The Taste of Ann Arbor brings local community together

Sunday, June 3, 2018 - 10:00pm

The 2018 Taste of Ann Arbor was held this Sunday from 11 a.m. to 5 p.m. The event featured 40 participating Ann Arbor restaurants, live music from local artists presented by Bank of Ann Arbor’s Sonic Lunch, and kid-friendly activities hosted by the Ann Arbor District Library, GrieveWell Kite Festival and the University of Michigan Exhibit Museum. 

A day that began with rain early morning eventually transitioned to one with a sun-filled sky, perfect for the event. The vendors lined Main Street from Washington Street to William Street. Residents of Ann Arbor and the surrounding areas filled the street, eager to experience the wide variety of food the restaurants of Ann Arbor had to offer. Crowds gathered around the stage on Liberty and Main streets to listen to the bands and artists play. People sat on benches and curbs or stood, balancing their plates, enjoying the music and their food.

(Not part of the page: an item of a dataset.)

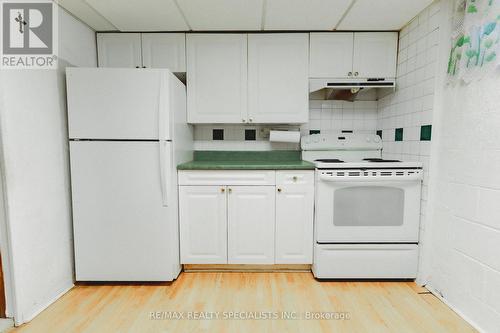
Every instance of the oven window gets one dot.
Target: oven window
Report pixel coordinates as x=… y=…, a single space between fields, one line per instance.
x=368 y=206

All food and drink prices ranged from $1 to $4, making the event reasonably affordable as well as entertaining.  Rising LSA senior Rachael Rowley appreciates the affordability of the event.

“You get to taste the best eats of Ann Arbor on a student budget," Rowley said. "You can’t beat that.” 

The event partnered with Zero Waste Washtenaw, a collaborative effort between Washtenaw County’s Solid Waste Division and Recycle Ann Arbor, a local non-profit recycling organization, to help reduce the waste of the event. The previous year, the event was successful in diverting a third of its overall waste. This year, there were monitors stationed at each waste area who helped the eventgoers direct their waste into either compost, recycle or trash bins.

Everyone from families to students was represented among the crowd. Rising LSA senior Allison Franz said the event brings people together.

“The community really comes together," Franz said. "It is so nice to see all the people of Ann Arbor and the restaurants getting together for the festival."

According to Celine Schrediah, who attends school in Toledo but is in Ann Arbor for the summer as part of the University of Michigan’s Health Sciences Undergraduate Research Academy, events like the Taste of Ann Arbor are part of what makes Ann Arbor so vibrant and unique. Schreidah said the event can really make newcomers feel welcomed.

“The festival is a great opportunity to enjoy the culture of Ann Arbor and really feel like you are a part of it.” Schreidah said. “Ann Arbor is amazing. I am enthralled with how much the residents care about the city and how much the culture is intertwined with the campus of U-M, it makes you feel very welcomed.”

Rowley said she likes to see residents enjoying themselves at the festival.

“It’s nice to see all the residents of the city," Rowley said. "I encourage everyone to get out and enjoy everything Ann Arbor has to offer.”